As anyone working for a housing association knows, these are testing times. Revenues are being squeezed like never before. However along with great challenges, great opportunities arise and although it might not feel like it, now is a time of great opportunity for housing associations.
In this article we explore how you can thrive in this time of significant revenue cuts.
Although the old cap on raising rents (by inflation plus one percent) constricted housing associations’ revenue streams, the change in the law in 2015 - which no longer allows housing association to increase rents at all - has introduced a significant challenge.
Given that there is still inflation, in real terms this means a 15% reduction in revenue by 2019/20.
There are also the main welfare reforms affecting social housing: bedroom tax, Universal Credit, disability benefit cuts, and overall benefit cuts. These changes are introducing uncertainty, delays in payments and restricted housing benefits.
Housing associations are needing to develop ways to monitor tenants effected and also increase support of tenants who are struggling to cope with the effects of the changes. Social landlords are needing to refocus their resources on face-to-face contact and community support.
The Joseph Rowntree Foundation report, ‘The impact of welfare reform on social landlords and tenants’ released in June 2014 stated:
“Welfare reform is hitting social landlords and their tenants extremely hard.”
They also included among their conclusions the comments that:
“Welfare reform may end up making tenants more, not less, dependent, and certainly more vulnerable.”
“Associations have to intensify tenant support to collect the rents on which their viability depends.”
All this at a time of 15% reduction in real terms revenue.
So where is the good news?
Oddly, the good news for housing associations arises because the situation is so challenging.
It is human nature that if we can continue to do something the same way we always have - just a bit faster or a bit more efficiently - we will continue. But when we absolutely can’t, we can often find a way to do it completely differently and often a lot more efficiently.
And that is the current opportunity for housing associations.
A discontinuous change in how housing associations do things is needed now and whilst this may be uncomfortable, the results could be excellent.
But how do we thrive in an era of significant revenue cuts?

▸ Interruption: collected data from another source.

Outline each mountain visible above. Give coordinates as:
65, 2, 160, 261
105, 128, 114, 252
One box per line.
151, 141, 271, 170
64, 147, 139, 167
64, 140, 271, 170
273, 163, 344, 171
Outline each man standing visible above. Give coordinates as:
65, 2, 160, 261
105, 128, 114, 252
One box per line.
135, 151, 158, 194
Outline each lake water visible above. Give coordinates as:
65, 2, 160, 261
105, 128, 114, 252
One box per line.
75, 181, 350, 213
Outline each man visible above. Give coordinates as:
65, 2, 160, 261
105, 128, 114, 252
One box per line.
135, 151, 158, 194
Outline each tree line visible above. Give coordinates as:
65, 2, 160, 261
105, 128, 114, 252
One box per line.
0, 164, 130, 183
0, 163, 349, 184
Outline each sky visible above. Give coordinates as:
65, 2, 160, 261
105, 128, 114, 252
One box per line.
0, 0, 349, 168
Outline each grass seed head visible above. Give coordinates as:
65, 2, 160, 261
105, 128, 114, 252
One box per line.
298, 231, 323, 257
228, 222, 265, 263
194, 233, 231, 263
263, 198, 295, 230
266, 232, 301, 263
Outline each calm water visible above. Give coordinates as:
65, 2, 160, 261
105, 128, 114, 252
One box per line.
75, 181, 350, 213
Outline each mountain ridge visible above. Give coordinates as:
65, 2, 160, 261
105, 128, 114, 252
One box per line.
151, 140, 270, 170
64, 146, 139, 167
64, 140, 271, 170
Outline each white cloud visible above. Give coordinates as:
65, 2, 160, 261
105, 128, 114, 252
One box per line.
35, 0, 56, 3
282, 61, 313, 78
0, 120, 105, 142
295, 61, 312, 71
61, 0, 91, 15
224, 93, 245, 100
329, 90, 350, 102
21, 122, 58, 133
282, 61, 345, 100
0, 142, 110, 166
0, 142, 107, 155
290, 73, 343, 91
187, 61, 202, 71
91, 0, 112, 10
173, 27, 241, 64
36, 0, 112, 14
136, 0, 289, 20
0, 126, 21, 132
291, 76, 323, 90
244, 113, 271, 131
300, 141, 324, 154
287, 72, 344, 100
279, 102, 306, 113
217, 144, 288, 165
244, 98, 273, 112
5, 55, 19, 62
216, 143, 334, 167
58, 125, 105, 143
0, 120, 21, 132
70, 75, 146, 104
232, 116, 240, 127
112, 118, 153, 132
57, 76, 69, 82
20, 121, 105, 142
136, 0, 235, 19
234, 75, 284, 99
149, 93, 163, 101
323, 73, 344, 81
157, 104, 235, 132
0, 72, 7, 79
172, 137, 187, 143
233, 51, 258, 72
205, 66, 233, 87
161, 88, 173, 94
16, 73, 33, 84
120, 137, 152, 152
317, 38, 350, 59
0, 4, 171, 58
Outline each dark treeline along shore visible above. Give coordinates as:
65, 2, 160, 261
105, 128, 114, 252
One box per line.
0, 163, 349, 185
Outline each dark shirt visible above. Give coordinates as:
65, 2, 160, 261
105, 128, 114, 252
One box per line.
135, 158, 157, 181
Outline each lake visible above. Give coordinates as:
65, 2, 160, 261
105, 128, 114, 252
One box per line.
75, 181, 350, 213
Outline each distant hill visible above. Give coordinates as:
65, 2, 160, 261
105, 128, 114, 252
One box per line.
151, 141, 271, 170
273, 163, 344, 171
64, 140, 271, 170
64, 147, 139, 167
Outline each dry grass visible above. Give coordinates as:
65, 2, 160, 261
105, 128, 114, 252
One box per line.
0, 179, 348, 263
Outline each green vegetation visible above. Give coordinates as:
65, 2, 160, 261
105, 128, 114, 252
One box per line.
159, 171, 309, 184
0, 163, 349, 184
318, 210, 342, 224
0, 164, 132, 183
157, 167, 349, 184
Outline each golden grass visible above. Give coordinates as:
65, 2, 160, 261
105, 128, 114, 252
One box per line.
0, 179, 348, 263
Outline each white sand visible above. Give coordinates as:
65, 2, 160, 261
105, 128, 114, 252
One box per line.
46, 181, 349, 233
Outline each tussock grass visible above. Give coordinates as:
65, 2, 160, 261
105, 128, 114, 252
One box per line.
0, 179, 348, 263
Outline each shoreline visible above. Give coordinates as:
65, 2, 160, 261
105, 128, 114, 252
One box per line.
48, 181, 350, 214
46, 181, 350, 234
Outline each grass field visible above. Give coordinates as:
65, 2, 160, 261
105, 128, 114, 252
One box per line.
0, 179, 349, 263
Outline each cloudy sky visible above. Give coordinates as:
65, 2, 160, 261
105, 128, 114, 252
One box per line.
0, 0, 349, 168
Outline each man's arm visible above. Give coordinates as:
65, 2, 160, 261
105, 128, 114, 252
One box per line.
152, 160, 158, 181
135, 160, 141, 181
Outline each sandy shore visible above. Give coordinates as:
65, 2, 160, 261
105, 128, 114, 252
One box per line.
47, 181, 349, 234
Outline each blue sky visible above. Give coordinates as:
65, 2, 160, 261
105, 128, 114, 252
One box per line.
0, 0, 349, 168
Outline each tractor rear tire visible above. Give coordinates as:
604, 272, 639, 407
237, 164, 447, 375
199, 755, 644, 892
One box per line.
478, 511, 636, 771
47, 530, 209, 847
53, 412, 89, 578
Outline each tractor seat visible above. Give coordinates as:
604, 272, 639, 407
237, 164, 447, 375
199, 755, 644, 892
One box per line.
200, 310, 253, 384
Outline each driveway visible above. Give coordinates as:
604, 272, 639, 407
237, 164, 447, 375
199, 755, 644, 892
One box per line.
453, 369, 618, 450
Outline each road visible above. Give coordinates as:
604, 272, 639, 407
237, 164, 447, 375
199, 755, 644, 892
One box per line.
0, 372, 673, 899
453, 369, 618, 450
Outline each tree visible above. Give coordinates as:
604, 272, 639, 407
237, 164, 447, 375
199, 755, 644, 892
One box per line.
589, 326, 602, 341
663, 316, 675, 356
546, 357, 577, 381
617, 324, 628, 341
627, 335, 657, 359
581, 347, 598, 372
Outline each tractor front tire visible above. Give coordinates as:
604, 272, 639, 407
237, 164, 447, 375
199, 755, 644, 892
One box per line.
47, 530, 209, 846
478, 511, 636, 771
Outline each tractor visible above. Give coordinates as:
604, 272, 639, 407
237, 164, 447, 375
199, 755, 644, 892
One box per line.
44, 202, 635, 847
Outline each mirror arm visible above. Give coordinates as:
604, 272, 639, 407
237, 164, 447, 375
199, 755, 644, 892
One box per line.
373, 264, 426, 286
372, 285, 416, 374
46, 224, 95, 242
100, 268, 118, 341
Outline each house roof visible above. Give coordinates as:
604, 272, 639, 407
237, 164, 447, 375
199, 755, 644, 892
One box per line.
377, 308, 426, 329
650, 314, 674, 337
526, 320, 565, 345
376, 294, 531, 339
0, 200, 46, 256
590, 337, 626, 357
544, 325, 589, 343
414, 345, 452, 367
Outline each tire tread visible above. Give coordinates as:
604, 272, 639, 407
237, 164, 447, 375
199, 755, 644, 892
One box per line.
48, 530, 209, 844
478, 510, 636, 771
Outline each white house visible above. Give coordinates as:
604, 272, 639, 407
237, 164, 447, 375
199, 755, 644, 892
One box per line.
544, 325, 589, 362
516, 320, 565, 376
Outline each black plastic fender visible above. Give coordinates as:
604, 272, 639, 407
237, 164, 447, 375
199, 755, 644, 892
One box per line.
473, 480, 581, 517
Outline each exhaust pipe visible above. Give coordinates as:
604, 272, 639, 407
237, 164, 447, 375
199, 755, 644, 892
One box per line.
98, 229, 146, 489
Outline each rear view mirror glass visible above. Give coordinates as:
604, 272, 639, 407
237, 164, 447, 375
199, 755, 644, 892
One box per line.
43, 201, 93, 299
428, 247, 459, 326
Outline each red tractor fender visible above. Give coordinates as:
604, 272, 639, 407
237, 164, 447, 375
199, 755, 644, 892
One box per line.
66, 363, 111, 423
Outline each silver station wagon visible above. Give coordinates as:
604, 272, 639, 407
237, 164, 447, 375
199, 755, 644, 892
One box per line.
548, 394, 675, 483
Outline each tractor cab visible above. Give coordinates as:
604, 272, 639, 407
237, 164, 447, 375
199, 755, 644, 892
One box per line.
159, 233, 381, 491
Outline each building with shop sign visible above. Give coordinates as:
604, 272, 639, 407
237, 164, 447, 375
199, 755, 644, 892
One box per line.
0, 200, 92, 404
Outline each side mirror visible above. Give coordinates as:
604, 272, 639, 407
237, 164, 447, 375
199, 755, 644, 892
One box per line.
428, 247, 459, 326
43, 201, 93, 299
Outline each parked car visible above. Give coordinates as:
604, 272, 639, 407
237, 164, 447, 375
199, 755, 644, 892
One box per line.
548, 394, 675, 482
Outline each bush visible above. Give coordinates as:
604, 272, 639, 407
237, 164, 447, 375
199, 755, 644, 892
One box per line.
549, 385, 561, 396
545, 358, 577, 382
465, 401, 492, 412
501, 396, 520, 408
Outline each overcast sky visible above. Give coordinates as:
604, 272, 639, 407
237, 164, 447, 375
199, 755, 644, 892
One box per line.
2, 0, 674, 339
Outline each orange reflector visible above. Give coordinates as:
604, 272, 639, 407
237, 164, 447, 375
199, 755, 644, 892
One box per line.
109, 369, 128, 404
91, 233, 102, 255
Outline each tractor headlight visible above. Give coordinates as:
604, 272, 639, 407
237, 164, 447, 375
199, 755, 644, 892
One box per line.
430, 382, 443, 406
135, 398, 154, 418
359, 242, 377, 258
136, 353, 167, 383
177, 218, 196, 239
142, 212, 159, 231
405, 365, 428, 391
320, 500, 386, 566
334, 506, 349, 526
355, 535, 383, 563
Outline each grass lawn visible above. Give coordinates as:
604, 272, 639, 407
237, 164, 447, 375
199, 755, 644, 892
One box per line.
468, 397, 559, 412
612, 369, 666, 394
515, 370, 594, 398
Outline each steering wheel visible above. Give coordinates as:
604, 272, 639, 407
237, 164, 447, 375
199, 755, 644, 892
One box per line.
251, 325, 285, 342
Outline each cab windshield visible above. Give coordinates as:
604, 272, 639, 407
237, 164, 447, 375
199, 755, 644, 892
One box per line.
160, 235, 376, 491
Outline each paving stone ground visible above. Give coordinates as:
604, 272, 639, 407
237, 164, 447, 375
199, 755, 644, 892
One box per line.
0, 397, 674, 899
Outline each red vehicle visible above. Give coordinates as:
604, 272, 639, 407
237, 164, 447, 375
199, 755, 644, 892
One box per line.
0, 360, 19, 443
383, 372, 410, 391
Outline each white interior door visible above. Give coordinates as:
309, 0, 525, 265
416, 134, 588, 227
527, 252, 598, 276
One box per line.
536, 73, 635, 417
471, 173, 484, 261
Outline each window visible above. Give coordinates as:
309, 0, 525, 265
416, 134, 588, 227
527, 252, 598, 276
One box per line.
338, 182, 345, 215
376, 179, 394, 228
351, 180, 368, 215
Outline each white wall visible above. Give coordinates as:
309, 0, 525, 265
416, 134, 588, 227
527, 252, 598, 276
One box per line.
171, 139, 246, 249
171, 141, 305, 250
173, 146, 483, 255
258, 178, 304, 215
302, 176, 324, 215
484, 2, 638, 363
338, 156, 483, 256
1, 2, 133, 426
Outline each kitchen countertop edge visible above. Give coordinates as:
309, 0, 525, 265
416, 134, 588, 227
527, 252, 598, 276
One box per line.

Those housing associations that now make significant improvements to their processes will be the ones to thrive.
Firstly though, what is a process improvement? Indeed what is a process?
A process is a series of actions or steps taken in order to achieve a particular end - a process is a transformation.
It transforms inputs into outputs. For example, a process is the mechanism by which raw materials are converted into products, so baking a cake will involve taking various ingredients (inputs) and producing the cake (output) using the recipe (process). The image below is a process map of the cake baking processes.
Undertaking process improvement, means thinking of what your organisation does in process terms and looking for ways to improve your processes.
The start point is to think of what your housing association does, as a transformation of inputs into outputs. So for example, picking up the keys from a tenant vacating a property and re-letting the property to a new tenant (keys-to-keys) is a core end-to-end process for housing associations.
Capturing this within process maps as a series of inputs, activities and output, whilst not a quick or easy job, will immediately highlight the handoff and potential inefficiencies in the way things are currently done.
The output of a process mapping exercise will deliver a process model of your housing association. By this I mean, what your housing association does, captured as interconnected process maps.
This will be a blueprint – a model of how your housing association works today, which will quickly highlight areas where improvements can be made and enable decisions to make changes with a true understanding of how the processes currently work.
So returning to a core end-to end process for housing associations: Keys-to keys, once the activity is captured in process maps, the complexity of how it has always been done will become obvious.
The next step is to model ways to improve the efficiency of the process, to both reduce the cost of delivering it and enable properties to be re-let more quickly. Having properties vacant for less time will of course result in an increase in rental income – in other words increased revenue.
It is important to choose your process improvement tools carefully here – so that the impacts of changing a process are understood before the changes are made. It is no good re-letting properties quickly if they aren’t fit for purpose or don’t comply with all statutory regulations, such as gas safety, asbestos checks and certifications.
You will be amazed at the improvement opportunities that there are however - both for efficiency gains and to respond to the increased support required by your tenants - once you start to look at your housing association processes.
Triaster is working with a number of housing associations who are using the Triaster Platform right now to capture and improve their core processes.
They are responding positively to testing times and are equipping themselves to thrive in what could otherwise be a difficult future.